Roger Brown genießt als Headhunter in Wirtschaftskreisen einen exzellenten Ruf. Was niemand weiß: Er spioniert seine Klienten aus und raubt ihre Kunstwerke. Auf einer Vernissage lernt Brown den Holländer Clas Greve kennen. Greve scheint ihm die perfekte Besetzung als Geschäftsführer eines GPS-Unternehmens. Die Männer kommen ins Geschäft, und so erfährt Brown, dass Greve einen lange verloren geglaubten Rubens besitzt. Am nächsten Tag stiehlt Brown das wertvolle Gemälde. Doch er hat Greve unterschätzt. Eine gnadenlose Verfolgungsjagd beginnt.

So hat es mir gefallen:

Roger ist ein arroganter Sack, selbstgefällig und manipulativ. Die einzige Achillesferse scheint seine attraktive Frau Diana zu sein, die er abgöttisch liebt.

Als er sich mit Clas Greve anlegte und in ihm offensichtlich seinen Meister gefunden hatte, empfand ich kein Mitleid für Roger, sondern hab schadenfroh beobachtet, wie er versuchte, sich aus einer riesigen Misere wieder herauszuwinden. Schon ein seltsames Gefühl, einen Ich-Erzähler absolut nicht zu mögen, aber durch das Buch trotzdem gut unterhalten zu werden. Nach einem etwas zähen Anfang entwickelte sich dann doch gehörige Spannung und ich den Wunsch, dass Rogers Bemühungen erfolgreich sein mögen und drückte ihm die Daumen.

Auch ohne eine meiner Lieblingsfiguren Harry Hole ist das hier ein ganz typischer Nesbø, denn man meint, alles oder vieles zu wissen und am Ende ist doch alles anders. Auch diesmal bin ich von der unerwarteten Wendung überrascht worden und hab das Buch gut unterhalten zugeklappt.

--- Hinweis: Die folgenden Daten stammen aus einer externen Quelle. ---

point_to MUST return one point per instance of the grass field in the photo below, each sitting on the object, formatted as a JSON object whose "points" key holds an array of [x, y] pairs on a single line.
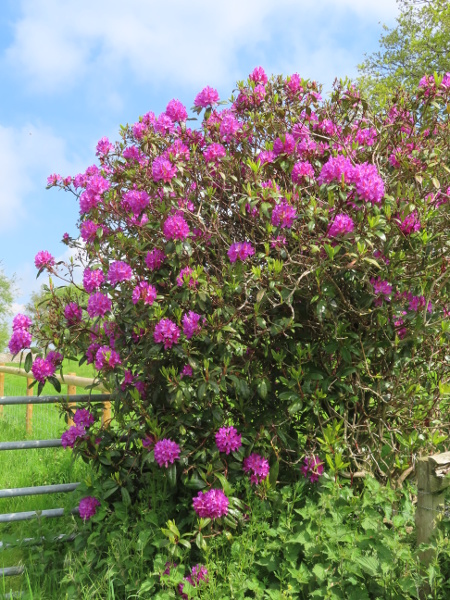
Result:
{"points": [[25, 468]]}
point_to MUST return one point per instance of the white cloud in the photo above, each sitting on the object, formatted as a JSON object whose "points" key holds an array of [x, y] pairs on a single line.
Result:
{"points": [[57, 44], [27, 156]]}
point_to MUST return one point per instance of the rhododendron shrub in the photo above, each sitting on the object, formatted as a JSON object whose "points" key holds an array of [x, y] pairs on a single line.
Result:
{"points": [[251, 286]]}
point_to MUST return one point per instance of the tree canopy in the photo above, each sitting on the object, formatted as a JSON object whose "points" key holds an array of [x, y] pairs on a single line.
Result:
{"points": [[419, 44]]}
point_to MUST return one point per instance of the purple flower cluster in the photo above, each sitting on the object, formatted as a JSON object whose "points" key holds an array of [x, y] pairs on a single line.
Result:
{"points": [[212, 504], [44, 260], [163, 169], [240, 250], [166, 451], [88, 507], [207, 97], [198, 573], [228, 440], [176, 228], [144, 291], [83, 418], [73, 313], [98, 305], [92, 280], [341, 225], [42, 369], [155, 259], [258, 466], [106, 358], [21, 337], [70, 436], [167, 333], [119, 271], [192, 324], [283, 215], [313, 468]]}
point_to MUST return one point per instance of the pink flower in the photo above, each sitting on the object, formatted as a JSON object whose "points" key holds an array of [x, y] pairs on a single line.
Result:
{"points": [[42, 369], [92, 280], [21, 322], [212, 504], [228, 440], [119, 271], [83, 418], [207, 97], [258, 75], [283, 215], [106, 358], [88, 507], [176, 228], [240, 250], [146, 292], [70, 436], [104, 147], [20, 339], [176, 111], [341, 225], [44, 260], [258, 465], [155, 259], [167, 333], [163, 169], [166, 451], [313, 468], [192, 324], [98, 305], [73, 313]]}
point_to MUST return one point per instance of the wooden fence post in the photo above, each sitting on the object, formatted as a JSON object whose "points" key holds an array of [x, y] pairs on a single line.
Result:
{"points": [[29, 415], [431, 485], [71, 391], [2, 388]]}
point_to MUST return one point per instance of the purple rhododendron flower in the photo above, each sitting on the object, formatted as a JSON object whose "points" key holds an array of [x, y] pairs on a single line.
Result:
{"points": [[70, 436], [144, 291], [175, 228], [212, 504], [283, 215], [83, 418], [192, 324], [42, 369], [106, 358], [98, 305], [166, 451], [92, 280], [163, 169], [207, 97], [88, 507], [176, 111], [20, 339], [73, 313], [119, 271], [44, 260], [167, 333], [155, 259], [313, 468], [258, 466], [341, 225], [240, 250], [228, 440], [21, 322]]}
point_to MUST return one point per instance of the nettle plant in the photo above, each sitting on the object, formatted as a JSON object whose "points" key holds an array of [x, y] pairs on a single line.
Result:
{"points": [[277, 276]]}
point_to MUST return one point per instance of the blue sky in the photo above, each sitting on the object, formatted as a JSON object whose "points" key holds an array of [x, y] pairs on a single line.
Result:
{"points": [[72, 71]]}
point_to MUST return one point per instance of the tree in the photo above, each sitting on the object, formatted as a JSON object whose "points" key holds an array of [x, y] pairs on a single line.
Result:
{"points": [[419, 44], [7, 290]]}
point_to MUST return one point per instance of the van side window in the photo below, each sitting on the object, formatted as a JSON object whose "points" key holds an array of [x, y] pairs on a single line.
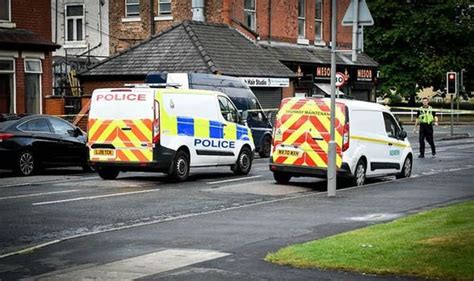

Bullen und Schweine von Josef Kelnberger

Klappentext:

Tote Schweine, ratlose Bullen

«Ein wenig eine Pietät hat auch die tote Sau verdient», spricht Mastbauer Bergmüller. Betreten steht der Münchner Kommissar Konrad Wolf vor einem Schweinesarg. Allerdings wurde darin keine Sau, sondern ein toter Mensch gefunden. Ein erstochener niederbayerischer Unternehmer, der Mann von Wolfs Jugendfreundin Klara außerdem. Deswegen hat sich Wolf am Morgen auf den Weg gemacht in die Provinz. Bald stellt sich heraus: Hätte er es bloß gelassen. Während ein hasserfüllter Mörder die niederbayerische Bevölkerung dezimiert, wird der Kommissar von Dämonen aus der Vergangenheit heimgesucht. Der Fall: reiner Sprengstoff!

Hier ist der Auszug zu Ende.